In the two years since SARS-CoV-2, the virus that causes COVID-19, began rapidly circulating across the globe, many people have had to learn a new vocabulary. It’s one of pandemics and antibodies, rapid tests, and vaccination rates.
But as the pandemic has continued, another word has been added to the collective lexicon: endemic. With the virus unlikely to disappear, global health experts want people to think of COVID-19 as an endemic disease, not a pandemic.
In other words, it’s a disease that’s always going to be around, not one for which there’s a definite end.
Read on to learn how a disease becomes endemic, what differentiates it from a pandemic, and how endemic diseases are managed.
The Centers for Disease Control and Prevention (CDC) says an endemic is “the constant presence and/or usual prevalence of a disease or infectious agent in a population within a geographic area.”
To put it another way, an endemic disease is consistently present, but it spreads at predictable rates that can be managed by communities.
These rates may be higher than desired levels, however.

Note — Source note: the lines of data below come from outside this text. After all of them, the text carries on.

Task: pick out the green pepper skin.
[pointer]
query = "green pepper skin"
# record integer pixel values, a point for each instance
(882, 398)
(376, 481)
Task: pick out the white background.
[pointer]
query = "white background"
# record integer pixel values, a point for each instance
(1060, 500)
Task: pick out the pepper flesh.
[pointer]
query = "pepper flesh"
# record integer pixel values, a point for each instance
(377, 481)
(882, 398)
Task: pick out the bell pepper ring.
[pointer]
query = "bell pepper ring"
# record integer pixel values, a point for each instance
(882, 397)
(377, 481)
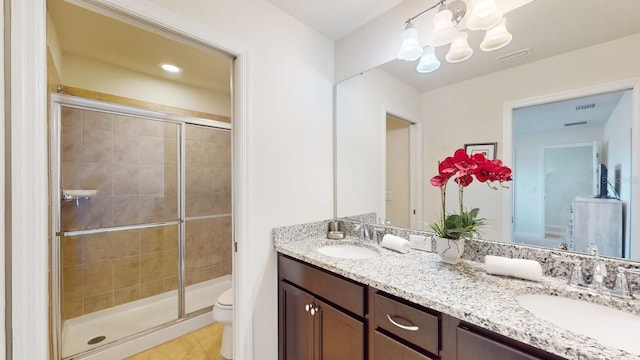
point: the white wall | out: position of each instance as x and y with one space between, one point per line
618 136
98 76
291 134
361 113
474 108
528 181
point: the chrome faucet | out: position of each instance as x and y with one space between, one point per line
363 231
576 277
621 287
599 270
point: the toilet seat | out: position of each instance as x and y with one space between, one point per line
226 299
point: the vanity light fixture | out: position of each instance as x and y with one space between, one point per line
170 68
483 15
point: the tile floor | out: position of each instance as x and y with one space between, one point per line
201 344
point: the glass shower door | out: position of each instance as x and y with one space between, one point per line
118 231
207 215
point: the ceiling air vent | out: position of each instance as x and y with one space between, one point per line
576 123
516 55
585 107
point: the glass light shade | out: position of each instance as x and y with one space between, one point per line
496 37
485 14
410 49
428 62
460 49
443 29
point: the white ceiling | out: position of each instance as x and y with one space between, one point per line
594 110
90 35
335 18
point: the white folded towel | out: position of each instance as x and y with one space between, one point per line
518 268
396 243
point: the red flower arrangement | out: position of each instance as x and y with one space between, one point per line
463 168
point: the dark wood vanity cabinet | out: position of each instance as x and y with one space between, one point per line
321 316
402 330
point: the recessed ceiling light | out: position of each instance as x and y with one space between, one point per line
170 68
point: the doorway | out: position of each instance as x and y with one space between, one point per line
398 171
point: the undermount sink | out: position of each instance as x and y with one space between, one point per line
348 251
609 326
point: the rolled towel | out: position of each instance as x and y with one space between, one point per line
518 268
396 243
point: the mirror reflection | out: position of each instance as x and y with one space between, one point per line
450 110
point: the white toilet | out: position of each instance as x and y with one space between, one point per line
223 313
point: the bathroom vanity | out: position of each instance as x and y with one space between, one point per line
412 306
323 315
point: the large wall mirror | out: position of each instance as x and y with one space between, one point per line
575 55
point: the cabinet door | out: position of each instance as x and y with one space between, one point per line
296 324
341 336
472 346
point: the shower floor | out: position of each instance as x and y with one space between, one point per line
124 320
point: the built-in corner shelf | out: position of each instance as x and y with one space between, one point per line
77 195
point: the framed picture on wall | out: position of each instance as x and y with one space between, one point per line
488 149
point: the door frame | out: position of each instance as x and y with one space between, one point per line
415 165
27 283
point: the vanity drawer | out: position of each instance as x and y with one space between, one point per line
407 322
386 348
339 291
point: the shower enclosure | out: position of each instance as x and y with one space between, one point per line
141 220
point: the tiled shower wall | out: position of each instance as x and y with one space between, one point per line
133 164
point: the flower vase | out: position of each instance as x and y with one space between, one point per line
450 250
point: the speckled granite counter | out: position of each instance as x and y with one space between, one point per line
464 291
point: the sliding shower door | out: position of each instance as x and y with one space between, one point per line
207 213
141 210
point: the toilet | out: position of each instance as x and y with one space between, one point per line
223 313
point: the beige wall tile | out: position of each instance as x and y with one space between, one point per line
151 180
126 209
71 117
151 150
72 308
72 283
71 177
97 247
98 279
71 251
126 149
100 212
98 302
151 288
125 295
170 284
125 243
170 236
126 272
97 146
151 267
170 152
71 144
170 266
126 179
151 208
151 239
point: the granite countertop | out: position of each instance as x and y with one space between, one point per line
466 292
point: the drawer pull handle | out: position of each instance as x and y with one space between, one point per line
404 327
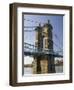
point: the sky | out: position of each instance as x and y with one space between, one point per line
55 20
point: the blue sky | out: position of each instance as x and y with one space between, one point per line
55 20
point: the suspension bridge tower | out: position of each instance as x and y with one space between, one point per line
44 42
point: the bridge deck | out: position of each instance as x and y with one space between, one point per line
42 53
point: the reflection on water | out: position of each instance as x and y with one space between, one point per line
29 70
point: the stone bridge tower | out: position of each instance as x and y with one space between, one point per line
44 42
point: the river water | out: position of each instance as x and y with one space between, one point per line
28 70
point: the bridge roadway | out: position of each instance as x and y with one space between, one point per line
38 53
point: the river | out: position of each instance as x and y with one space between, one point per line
28 70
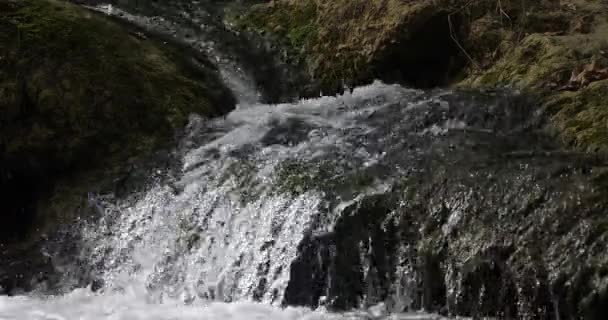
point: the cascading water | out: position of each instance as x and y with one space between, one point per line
377 200
229 225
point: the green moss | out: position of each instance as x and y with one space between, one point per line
582 117
294 24
83 95
88 81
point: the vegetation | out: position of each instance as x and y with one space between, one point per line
530 45
79 93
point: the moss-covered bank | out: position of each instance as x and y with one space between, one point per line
81 95
557 50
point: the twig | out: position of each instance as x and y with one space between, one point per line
455 39
502 12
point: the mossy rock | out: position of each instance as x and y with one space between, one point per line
81 93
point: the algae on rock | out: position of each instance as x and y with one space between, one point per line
83 95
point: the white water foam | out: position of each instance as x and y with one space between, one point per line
221 232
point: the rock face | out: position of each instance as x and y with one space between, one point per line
532 46
82 98
492 221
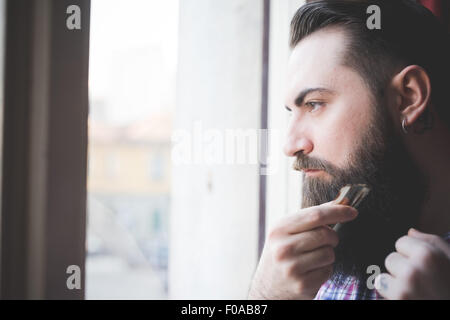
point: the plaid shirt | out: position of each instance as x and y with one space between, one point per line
351 288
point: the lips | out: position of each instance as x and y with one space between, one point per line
310 170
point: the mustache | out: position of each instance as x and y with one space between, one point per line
304 162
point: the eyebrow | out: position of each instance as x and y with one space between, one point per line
302 95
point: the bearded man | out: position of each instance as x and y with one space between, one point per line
367 106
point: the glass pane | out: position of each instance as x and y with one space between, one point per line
132 96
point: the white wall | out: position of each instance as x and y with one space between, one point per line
284 186
214 215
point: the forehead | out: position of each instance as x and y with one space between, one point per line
316 61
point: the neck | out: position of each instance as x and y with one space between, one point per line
432 154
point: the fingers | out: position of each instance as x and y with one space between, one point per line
386 286
396 264
432 239
411 247
313 217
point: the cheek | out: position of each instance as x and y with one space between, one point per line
345 125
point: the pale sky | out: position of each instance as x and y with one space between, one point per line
133 53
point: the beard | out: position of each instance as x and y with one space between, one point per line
382 162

Currently, infections with SARS-CoV-2 and the resulting COVID-19 disease remain very high across the United States and the world.
But the number of new cases each day is beginning to stabilize. That is one sign the pandemic may be transitioning to endemic status.
Examples of endemic diseases
Influenza, also known as the flu, is a good example of an endemic disease. Despite vaccinations and effective treatments, the flu has a constant presence in the global community. In fact, the CDC says 12,000 to 52,000 people die annually from the flu in the United States.
In parts of the world, malaria is considered endemic. In the United States, it’s nearly eradicated because of safety measures, such as screens on doors and windows, spraying, and community efforts to reduce mosquito populations. But in other parts of the world, it remains a constant presence.